Schooled in the over-the-top insults of the dozens, blaxploitation flicks, and slasher movies, the everyday brutalities of police harassment and the drug economy, and the early legal battles of 2 Live Crew and Ice-T, hip hoppers love reality games. They regularly boast about "keeping it real," and regularly defend their tales of mayhem as fictions. Don't think Eminem is the first rapper to play with multiple personas, either. Still, Marshall Mathers the man, Eminem the artist, and Slim Shady the alter ego are an exceptionally well-defined trio deployed with exceptional intricacy, an intricacy hip hop fans are trained to comprehend. Rather than attributing his antisocial impulses to Slim and letting that be that, Eminem insists--gleefully, guiltily, perversely, thematically--that these subjective realities overlap.

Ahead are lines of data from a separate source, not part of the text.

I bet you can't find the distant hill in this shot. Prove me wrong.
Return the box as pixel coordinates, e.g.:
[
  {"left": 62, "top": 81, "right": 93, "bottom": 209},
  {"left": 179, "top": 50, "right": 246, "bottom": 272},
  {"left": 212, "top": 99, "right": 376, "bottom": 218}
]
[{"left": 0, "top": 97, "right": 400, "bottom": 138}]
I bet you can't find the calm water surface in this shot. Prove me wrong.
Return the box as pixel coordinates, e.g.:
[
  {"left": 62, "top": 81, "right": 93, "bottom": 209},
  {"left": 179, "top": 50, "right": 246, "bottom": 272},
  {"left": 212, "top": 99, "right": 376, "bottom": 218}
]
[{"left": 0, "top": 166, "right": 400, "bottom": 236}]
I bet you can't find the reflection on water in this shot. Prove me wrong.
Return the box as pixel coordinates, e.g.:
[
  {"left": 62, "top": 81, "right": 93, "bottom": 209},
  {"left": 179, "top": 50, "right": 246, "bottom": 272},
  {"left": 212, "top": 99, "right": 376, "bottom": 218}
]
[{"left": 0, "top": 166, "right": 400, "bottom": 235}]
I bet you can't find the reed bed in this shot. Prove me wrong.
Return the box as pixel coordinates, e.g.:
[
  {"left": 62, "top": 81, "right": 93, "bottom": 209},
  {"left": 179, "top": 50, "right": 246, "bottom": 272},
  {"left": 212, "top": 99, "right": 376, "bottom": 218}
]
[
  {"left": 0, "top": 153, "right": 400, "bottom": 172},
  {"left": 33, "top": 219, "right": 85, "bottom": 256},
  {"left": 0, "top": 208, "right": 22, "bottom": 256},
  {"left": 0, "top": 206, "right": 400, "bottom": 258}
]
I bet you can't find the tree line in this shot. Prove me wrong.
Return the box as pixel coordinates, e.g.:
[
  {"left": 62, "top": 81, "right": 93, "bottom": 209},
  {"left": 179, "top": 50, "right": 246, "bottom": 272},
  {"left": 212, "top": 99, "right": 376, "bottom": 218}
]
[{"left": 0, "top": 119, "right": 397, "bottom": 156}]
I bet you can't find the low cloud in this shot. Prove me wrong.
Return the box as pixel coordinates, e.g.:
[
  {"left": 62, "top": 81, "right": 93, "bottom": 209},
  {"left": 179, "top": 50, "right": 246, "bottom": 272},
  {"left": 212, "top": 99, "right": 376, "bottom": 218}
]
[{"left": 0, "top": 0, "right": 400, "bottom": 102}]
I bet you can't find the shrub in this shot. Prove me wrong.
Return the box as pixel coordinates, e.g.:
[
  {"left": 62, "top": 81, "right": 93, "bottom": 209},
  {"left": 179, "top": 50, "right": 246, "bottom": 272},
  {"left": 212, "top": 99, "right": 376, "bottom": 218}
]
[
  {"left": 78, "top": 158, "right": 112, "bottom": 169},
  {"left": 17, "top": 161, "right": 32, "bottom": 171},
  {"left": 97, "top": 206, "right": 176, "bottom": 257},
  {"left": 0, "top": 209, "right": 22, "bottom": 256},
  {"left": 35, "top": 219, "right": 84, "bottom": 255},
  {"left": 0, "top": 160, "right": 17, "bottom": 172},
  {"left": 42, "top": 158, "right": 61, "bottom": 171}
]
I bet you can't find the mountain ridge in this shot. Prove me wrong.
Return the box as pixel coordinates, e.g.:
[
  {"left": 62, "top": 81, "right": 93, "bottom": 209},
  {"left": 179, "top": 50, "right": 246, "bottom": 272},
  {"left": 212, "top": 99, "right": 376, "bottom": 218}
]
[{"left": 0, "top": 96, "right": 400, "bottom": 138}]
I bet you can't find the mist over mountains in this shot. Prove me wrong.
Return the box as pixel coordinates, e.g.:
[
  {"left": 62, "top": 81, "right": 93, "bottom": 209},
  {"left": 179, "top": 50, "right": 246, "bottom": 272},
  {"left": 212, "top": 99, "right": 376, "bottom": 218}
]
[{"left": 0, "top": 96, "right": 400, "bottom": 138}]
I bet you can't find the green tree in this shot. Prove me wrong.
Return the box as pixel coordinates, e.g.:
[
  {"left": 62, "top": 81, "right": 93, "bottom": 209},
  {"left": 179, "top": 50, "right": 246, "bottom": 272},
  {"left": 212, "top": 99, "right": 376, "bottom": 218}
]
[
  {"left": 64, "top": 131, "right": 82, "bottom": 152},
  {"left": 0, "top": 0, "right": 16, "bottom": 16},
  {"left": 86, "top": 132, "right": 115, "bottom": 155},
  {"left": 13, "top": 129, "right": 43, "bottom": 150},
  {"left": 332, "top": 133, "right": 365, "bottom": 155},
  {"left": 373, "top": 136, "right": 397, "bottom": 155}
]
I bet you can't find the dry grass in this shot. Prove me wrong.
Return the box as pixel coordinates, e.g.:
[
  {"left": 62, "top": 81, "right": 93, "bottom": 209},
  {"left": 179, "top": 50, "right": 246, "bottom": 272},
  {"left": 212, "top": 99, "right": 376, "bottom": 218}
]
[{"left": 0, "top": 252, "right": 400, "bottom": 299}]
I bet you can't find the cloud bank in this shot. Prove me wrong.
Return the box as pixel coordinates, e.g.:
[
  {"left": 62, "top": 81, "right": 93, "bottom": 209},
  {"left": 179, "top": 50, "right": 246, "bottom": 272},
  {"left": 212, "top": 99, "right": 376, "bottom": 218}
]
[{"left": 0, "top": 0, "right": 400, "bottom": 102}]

It's fair to charge that Eminem and his music are homophobic, not simply on the basis of the vile but arguably contentless ritual epithet "faggot," but because various bawdy details corroborate it. But even his homophobia is examined by hip hop standards; "There's no reason that a man and another man can't elope," he concludes--from the examples of bestiality and cannibalism. And his "misogyny" is much more so. It's stupid or deceitful to argue that "Kim," in which you hear him slitting his wife's throat, is an incitement to murder. The wrong listener can misconstrue anything. But the unbearably raw pain of Slim's/Eminem's/Marshall's drunken rage, misery, and insanity render "Kim" a far more socially responsible work than "Janie Runaway." The teenagers know what the moral arbiters don't understand.

Two tracks later comes the finale, "Criminal," where Eminem supposedly threatens to murder "a fag or a lez." Only he doesn't. Explicitly and unmistakably, there for any person with a 90 IQ to understand, the song is about words' power to cause pain. It too comes with a statement of principle, uttered by Eminem himself. It's about how "stupid" it is to think he'd kill anyone "in real life." It concludes: "Well s***, if you believe that, then I'll kill you."

Think he means it? I f****** hope not.